Freie Schule Kremstal

Die Freie Schule Kremstal besteht seit Herbst 2011. Sie liegt in einer Landgemeinde in Oberösterreich und ist in einem kleinen Häuschen auf einem Biobauerhof untergebracht. 4 Räume bieten Platz für die Materialien der unterschiedlichen Lernbereiche.  Ein großer Schulgarten  und der angrenzende Wald  bieten den Schülern täglich die Möglichkeit, sich frei zu bewegen. 

 

Grundlage für die Pädagogische Arbeit  sind die Erkenntnisse von Maria Montessori und Rebecca und Mauricio Wild, sowie neurobiologische Erkenntnisse.
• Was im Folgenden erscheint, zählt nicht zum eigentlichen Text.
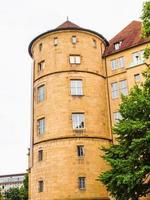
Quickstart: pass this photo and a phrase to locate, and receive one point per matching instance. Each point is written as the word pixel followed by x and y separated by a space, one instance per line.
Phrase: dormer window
pixel 117 45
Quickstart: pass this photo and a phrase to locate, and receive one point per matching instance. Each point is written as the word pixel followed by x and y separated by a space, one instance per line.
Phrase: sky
pixel 20 22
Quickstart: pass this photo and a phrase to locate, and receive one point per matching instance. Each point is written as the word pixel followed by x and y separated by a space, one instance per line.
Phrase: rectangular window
pixel 75 59
pixel 117 45
pixel 137 58
pixel 40 155
pixel 81 183
pixel 94 43
pixel 76 87
pixel 115 90
pixel 74 39
pixel 41 126
pixel 55 41
pixel 41 93
pixel 40 186
pixel 78 120
pixel 80 150
pixel 117 63
pixel 123 87
pixel 40 46
pixel 41 66
pixel 117 117
pixel 137 77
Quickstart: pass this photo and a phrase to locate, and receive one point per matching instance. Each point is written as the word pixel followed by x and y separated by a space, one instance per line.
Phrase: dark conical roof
pixel 68 24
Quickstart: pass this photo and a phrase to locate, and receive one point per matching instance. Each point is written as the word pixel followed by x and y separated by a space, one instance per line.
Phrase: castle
pixel 78 79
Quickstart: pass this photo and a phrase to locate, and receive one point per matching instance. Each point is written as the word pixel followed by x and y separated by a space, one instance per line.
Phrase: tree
pixel 17 193
pixel 129 176
pixel 146 25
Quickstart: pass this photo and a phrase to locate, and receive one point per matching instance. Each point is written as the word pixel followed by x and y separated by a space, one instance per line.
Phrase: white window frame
pixel 82 183
pixel 115 90
pixel 117 117
pixel 41 126
pixel 117 63
pixel 137 77
pixel 123 87
pixel 78 121
pixel 41 93
pixel 75 59
pixel 41 66
pixel 74 39
pixel 76 87
pixel 80 150
pixel 55 41
pixel 137 58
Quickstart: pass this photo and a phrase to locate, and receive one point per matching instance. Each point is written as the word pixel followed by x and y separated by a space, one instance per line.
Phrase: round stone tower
pixel 70 114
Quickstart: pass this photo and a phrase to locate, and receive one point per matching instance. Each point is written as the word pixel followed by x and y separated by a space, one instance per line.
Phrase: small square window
pixel 74 39
pixel 41 93
pixel 40 155
pixel 41 126
pixel 55 41
pixel 75 59
pixel 41 66
pixel 40 186
pixel 137 77
pixel 78 120
pixel 80 150
pixel 81 183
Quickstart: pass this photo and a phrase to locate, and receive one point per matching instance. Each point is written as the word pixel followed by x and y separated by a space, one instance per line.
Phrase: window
pixel 123 87
pixel 41 66
pixel 40 155
pixel 40 186
pixel 94 43
pixel 40 46
pixel 117 63
pixel 80 150
pixel 74 39
pixel 81 183
pixel 41 125
pixel 55 41
pixel 117 117
pixel 117 45
pixel 76 87
pixel 137 77
pixel 137 58
pixel 78 120
pixel 41 93
pixel 115 90
pixel 75 59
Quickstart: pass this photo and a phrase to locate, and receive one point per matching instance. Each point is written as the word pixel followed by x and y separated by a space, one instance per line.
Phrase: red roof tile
pixel 67 24
pixel 130 37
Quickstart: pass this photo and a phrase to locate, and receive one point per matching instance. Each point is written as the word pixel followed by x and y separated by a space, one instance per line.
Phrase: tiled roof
pixel 130 36
pixel 67 24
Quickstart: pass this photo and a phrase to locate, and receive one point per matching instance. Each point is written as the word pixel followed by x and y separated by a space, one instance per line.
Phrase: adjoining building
pixel 78 79
pixel 11 180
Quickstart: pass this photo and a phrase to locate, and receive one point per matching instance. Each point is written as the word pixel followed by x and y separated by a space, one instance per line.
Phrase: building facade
pixel 78 77
pixel 11 180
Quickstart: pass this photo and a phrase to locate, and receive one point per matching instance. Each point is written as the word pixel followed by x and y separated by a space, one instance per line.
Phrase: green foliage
pixel 146 26
pixel 146 19
pixel 129 176
pixel 12 194
pixel 18 194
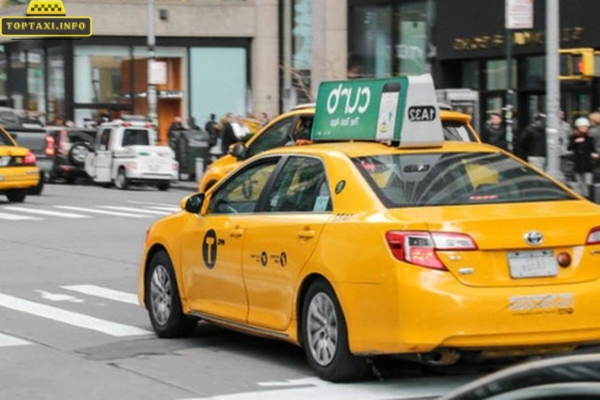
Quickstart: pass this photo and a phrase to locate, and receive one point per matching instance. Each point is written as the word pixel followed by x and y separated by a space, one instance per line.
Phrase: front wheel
pixel 16 195
pixel 325 337
pixel 163 301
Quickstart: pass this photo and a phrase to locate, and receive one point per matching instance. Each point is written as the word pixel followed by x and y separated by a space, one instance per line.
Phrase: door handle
pixel 306 234
pixel 236 232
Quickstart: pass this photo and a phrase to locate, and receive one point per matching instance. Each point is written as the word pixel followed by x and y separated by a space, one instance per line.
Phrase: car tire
pixel 163 301
pixel 39 188
pixel 325 342
pixel 121 182
pixel 16 195
pixel 78 153
pixel 163 187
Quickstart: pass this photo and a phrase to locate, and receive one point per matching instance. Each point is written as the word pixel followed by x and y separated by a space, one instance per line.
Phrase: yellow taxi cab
pixel 353 249
pixel 295 125
pixel 18 170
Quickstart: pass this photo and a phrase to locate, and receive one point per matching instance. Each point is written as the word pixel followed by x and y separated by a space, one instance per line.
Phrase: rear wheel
pixel 325 336
pixel 16 195
pixel 121 182
pixel 163 301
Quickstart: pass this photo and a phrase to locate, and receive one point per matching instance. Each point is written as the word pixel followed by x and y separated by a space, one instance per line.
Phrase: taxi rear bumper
pixel 421 311
pixel 19 178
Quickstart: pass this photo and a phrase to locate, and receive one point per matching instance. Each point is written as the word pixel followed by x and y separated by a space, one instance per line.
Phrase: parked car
pixel 68 148
pixel 18 170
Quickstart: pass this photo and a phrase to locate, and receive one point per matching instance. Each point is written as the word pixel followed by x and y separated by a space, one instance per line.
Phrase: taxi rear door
pixel 280 239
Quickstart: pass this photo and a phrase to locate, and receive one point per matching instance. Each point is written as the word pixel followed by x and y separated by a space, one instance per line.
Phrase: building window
pixel 470 75
pixel 98 71
pixel 56 83
pixel 370 42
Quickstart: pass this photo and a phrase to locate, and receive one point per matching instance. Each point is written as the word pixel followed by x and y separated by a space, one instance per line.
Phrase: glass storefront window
pixel 370 42
pixel 470 75
pixel 411 51
pixel 35 82
pixel 495 71
pixel 98 71
pixel 535 72
pixel 56 83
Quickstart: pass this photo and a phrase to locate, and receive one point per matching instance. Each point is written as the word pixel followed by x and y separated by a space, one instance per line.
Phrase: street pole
pixel 552 89
pixel 151 58
pixel 508 109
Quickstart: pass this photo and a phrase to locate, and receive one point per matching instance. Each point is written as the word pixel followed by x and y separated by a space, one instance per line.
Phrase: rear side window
pixel 133 137
pixel 4 139
pixel 436 179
Basis für die Umsetzung ist der Herzogenburger Lehrplan,  ergänzt durch den öffentlichen Differenzlehrplan. 

 

Die Schüler wählen ihren Impulsen gemäß aus den Lernmaterialien und nehmen freiwillig an Kursen , Angeboten und Projekten teil.  Die wöchentliche Schulversammlung ist verpflichtend und stellt das demokratische Entscheidungsgremium für das Schulleben dar. SchülerInnen und PädagogInnen haben gleichberechtigt jeweils eine Stimme.

 

Die Lerngruppe ist eingeteilt in Primaria 1 (6-9 Jahre) , Primaria 2 (8-12 Jahre), Sekundaria (11-15 Jahre). Es gibt für jede Gruppe Lernzielkataloge. Für SchülerInnen der Sekundaria sind Englisch und  4 Hospitationen in verschiedenen Berufs- und Lebenswelten verpflichtend.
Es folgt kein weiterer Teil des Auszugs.